Automatic Sentence Simplification in Low Resource Settings for Urdu

Introduction

Complex sentences are always hard to understand for humans as well as automated applications. Sentence complexity often hinders proper communication of intended meaning and creates a bottleneck in learning pipelines. Simplified sentences have been proven especially useful for foreign speakers, language learners, children, people with lower literacy, and those with cognitive impairments such as dyslexia and autism spectrum disorder. For Urdu specifically, this gap is growing day by day, as literary texts often include complex words and composite sentence structures. With English increasingly taking over as an official language and code-mixing becoming prevalent, natives are inclined to use simpler language and often find it difficult to understand the level of Urdu used in traditional literature. This study presents the first monolingual parallel Urdu corpus for sentence simplification, developed using lexical and syntactic methods, along with automatic and human evaluation of simplification quality.

Framework

The corpus was developed from 69 short, philosophical and thought-provoking Urdu stories written by Ashfaq Ahmad, sourced from the Urdu library. These stories use complex sentence structures with typical Urdu literary vocabulary. Simplification was carried out at two levels: Lexical Simplification (LS), where complex words and phrases are replaced with simpler synonyms using the Online Urdu Lughat dictionary, and Syntactic Simplification (SS), where grammatical complexity is reduced through operations including deletion, insertion, reordering, splitting, and merging of words and phrases. A complex-to-simple word and phrase lexicon of 490 dictionary entries, including 270 word-level and 220 phrase-level entries, was also developed during the corpus creation process. Phrase-based Machine Translation using the Moses toolkit was used to build automatic text simplification models trained on three parallel corpus groups: original to lexical, lexical to syntactic, and a concatenation of both.

Challenges and Solutions

Urdu is a low-resource language with no prior work on sentence simplification, making it necessary to build everything from scratch including both the corpus and evaluation framework. The literary nature of the source texts adds difficulty because classical Urdu vocabulary and composite sentence structures are far more complex than everyday language. Additionally, verifying simplification quality required expert linguistic judgment, and ensuring consistency in annotation across two levels of simplification was a significant challenge.

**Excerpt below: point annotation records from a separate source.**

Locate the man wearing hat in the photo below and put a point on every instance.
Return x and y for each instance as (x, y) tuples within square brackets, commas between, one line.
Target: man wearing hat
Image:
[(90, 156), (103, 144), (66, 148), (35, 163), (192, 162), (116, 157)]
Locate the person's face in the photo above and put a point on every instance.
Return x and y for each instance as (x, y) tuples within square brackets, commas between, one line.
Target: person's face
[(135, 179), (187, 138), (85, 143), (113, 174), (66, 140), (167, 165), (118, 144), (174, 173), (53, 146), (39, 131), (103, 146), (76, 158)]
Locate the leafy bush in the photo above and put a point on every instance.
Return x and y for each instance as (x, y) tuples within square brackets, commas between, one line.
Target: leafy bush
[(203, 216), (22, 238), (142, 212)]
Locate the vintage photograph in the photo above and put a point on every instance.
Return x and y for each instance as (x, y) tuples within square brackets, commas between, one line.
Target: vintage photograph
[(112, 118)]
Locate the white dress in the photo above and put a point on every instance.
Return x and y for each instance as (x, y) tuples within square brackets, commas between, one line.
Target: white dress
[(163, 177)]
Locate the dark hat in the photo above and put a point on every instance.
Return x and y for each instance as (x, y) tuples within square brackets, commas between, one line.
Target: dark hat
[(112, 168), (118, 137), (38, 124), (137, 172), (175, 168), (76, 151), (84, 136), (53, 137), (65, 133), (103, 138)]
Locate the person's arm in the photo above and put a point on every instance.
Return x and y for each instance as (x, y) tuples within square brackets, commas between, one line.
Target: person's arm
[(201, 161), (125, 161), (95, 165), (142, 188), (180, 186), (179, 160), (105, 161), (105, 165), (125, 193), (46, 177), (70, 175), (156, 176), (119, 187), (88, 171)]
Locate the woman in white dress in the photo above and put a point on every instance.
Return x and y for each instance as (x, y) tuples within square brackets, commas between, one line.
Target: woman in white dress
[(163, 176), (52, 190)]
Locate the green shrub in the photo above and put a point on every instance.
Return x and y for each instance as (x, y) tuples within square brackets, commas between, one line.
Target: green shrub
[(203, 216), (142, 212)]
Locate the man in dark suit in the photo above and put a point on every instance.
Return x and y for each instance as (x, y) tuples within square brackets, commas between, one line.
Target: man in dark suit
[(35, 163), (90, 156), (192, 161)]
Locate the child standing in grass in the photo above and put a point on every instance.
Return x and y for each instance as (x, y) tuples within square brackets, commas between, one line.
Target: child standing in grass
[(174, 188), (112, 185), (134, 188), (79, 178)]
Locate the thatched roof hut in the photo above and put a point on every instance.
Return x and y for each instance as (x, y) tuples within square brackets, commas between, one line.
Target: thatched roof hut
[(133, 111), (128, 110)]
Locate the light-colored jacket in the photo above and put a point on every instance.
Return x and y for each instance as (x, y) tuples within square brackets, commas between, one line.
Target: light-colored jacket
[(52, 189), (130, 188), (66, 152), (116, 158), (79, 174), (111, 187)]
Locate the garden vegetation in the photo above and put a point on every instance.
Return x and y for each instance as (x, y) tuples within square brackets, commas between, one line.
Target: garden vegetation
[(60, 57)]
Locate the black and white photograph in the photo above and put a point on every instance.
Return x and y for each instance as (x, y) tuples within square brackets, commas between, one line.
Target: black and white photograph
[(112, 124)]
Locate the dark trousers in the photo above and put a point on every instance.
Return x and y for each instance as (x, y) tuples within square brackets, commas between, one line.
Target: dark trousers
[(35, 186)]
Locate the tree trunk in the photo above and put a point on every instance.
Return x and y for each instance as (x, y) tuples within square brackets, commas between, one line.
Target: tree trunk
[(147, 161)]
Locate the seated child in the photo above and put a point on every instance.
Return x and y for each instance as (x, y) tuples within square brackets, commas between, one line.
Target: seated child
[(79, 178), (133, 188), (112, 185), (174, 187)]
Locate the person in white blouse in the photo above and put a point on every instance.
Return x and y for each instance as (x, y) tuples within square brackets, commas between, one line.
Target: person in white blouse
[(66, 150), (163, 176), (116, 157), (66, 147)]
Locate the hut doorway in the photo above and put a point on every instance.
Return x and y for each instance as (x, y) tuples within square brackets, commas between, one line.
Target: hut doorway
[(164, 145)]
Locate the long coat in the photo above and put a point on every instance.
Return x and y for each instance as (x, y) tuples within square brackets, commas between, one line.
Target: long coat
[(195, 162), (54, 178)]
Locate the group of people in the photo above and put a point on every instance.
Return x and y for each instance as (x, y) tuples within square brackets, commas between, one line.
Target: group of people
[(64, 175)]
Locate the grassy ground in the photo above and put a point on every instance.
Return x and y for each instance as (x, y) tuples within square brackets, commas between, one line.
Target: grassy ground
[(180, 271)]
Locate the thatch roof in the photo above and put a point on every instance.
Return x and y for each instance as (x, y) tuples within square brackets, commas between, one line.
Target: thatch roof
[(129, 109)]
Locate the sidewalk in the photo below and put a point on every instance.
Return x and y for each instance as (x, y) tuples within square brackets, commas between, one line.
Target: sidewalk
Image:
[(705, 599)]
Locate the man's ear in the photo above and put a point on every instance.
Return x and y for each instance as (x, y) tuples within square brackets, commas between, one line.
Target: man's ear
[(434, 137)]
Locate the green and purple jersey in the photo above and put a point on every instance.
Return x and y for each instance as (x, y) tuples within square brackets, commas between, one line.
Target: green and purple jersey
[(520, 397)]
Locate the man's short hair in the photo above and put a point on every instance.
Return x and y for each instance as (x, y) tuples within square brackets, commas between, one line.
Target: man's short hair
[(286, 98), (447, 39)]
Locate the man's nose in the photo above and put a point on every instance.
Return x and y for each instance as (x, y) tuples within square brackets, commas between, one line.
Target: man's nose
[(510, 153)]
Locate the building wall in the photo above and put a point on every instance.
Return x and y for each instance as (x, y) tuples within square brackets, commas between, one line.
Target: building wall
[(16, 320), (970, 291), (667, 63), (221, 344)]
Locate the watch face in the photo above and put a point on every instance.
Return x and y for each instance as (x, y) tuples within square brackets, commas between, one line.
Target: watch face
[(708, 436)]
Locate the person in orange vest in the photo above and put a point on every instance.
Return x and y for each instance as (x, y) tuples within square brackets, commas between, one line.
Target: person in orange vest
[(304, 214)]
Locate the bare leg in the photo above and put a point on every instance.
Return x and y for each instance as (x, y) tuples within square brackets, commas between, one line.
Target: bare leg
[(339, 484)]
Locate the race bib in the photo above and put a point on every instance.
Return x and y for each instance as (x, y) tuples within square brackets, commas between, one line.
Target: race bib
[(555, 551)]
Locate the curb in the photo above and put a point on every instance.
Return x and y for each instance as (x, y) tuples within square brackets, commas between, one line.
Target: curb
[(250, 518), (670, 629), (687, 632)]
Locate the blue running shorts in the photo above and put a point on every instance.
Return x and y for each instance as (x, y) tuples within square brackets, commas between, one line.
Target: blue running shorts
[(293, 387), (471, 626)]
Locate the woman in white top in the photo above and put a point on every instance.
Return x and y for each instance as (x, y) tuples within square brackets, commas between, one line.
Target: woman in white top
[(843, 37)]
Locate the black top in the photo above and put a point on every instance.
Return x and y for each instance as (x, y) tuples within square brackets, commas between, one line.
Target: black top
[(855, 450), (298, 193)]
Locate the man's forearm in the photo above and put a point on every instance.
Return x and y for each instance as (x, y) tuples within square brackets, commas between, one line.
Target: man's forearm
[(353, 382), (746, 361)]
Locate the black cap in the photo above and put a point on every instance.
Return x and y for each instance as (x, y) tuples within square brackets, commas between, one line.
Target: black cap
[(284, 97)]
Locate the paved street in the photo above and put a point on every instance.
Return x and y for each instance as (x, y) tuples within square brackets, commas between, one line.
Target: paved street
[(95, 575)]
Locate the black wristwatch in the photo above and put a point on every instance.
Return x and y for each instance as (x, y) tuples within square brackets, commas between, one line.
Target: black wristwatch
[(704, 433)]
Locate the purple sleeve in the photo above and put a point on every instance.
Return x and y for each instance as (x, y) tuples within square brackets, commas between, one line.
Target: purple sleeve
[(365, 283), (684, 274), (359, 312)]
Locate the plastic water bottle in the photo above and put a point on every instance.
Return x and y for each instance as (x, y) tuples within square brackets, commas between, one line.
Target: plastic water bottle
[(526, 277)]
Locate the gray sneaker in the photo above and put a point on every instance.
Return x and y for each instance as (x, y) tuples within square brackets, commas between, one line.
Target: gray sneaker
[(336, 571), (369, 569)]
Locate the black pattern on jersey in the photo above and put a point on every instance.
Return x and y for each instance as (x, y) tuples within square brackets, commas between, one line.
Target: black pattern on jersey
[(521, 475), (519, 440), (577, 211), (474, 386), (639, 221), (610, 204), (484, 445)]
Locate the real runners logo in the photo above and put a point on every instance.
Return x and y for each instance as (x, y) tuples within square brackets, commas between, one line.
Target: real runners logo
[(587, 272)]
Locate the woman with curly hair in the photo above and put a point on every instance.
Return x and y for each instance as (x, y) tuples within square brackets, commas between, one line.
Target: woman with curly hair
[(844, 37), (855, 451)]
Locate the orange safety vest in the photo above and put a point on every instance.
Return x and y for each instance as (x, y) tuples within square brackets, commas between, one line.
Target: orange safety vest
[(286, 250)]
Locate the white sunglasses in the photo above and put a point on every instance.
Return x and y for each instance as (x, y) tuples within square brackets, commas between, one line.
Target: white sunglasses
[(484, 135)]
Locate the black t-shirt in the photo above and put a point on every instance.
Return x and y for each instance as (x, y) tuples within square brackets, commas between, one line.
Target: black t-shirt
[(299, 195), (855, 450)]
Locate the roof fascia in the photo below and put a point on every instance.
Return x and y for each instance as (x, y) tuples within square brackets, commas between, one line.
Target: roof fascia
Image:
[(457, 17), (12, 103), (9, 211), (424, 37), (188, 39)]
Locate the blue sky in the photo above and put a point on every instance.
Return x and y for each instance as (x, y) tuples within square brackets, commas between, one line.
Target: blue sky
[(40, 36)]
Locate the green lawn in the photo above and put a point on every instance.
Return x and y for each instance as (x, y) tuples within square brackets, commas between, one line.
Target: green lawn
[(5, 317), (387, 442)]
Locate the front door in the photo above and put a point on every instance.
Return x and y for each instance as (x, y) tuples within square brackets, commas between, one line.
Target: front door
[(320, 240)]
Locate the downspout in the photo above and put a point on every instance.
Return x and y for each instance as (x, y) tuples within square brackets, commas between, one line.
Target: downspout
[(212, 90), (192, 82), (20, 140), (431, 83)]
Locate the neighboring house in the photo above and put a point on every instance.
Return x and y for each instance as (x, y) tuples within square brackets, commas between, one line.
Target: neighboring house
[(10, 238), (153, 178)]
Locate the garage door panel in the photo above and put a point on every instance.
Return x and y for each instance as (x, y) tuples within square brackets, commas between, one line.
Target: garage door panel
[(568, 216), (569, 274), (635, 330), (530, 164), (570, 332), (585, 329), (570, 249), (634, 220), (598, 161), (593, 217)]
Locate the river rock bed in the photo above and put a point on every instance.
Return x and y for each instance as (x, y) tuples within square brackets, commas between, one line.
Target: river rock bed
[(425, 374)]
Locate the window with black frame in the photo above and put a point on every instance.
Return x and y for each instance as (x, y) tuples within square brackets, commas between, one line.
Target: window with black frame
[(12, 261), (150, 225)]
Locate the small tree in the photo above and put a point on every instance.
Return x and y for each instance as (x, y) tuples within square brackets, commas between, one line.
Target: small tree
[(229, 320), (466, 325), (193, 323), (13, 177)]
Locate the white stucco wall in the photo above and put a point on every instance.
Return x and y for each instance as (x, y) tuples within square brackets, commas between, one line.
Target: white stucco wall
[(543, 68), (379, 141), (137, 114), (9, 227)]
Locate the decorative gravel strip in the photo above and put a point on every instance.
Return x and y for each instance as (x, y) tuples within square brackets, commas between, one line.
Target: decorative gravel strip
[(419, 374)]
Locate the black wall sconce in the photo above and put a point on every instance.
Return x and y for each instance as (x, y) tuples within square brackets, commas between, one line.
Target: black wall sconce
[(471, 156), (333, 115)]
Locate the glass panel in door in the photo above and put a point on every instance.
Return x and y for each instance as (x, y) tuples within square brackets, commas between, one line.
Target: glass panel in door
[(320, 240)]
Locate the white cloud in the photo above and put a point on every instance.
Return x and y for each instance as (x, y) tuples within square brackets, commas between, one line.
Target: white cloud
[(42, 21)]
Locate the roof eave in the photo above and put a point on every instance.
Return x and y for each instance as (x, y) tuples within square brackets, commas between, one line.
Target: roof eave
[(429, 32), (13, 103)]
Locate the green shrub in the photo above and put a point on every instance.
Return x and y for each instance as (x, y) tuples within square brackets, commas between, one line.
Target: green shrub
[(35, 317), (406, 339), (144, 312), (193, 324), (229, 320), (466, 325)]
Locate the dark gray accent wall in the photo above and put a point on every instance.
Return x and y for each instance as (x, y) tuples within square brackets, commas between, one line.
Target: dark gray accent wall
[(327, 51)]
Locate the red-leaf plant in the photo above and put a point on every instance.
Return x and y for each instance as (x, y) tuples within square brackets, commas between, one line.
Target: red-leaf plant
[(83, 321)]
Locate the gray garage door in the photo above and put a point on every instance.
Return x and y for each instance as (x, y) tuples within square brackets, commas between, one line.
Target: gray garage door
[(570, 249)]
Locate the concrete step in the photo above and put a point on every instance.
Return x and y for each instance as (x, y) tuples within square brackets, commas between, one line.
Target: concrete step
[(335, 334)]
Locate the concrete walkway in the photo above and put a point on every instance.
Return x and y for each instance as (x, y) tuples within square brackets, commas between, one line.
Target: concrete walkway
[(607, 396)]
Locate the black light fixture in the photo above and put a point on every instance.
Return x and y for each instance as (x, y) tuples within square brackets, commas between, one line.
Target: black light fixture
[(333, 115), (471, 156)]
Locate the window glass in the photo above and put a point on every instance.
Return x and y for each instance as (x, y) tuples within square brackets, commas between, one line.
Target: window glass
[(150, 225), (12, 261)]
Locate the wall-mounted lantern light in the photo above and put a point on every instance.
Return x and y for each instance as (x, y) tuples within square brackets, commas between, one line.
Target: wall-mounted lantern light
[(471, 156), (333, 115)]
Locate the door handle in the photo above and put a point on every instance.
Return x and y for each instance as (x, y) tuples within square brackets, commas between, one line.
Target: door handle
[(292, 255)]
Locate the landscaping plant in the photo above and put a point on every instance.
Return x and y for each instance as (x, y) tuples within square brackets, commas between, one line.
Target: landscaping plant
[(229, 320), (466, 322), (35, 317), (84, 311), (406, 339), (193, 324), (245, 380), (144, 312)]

To address these challenges, language professionals were consulted to properly identify complex sentences in literature before simplification began. Simplified corpora were rechecked by language experts to remove any anomalies. A 3-scale human evaluation scheme was adopted over 5-scale criteria to improve inter-annotator consistency, measuring fluency, adequacy, and simplicity. Cohen's Kappa score was used to measure inter-annotator agreement. For automatic evaluation, BLEU and SARI scores were used to compare performance across systems trained on different corpus configurations.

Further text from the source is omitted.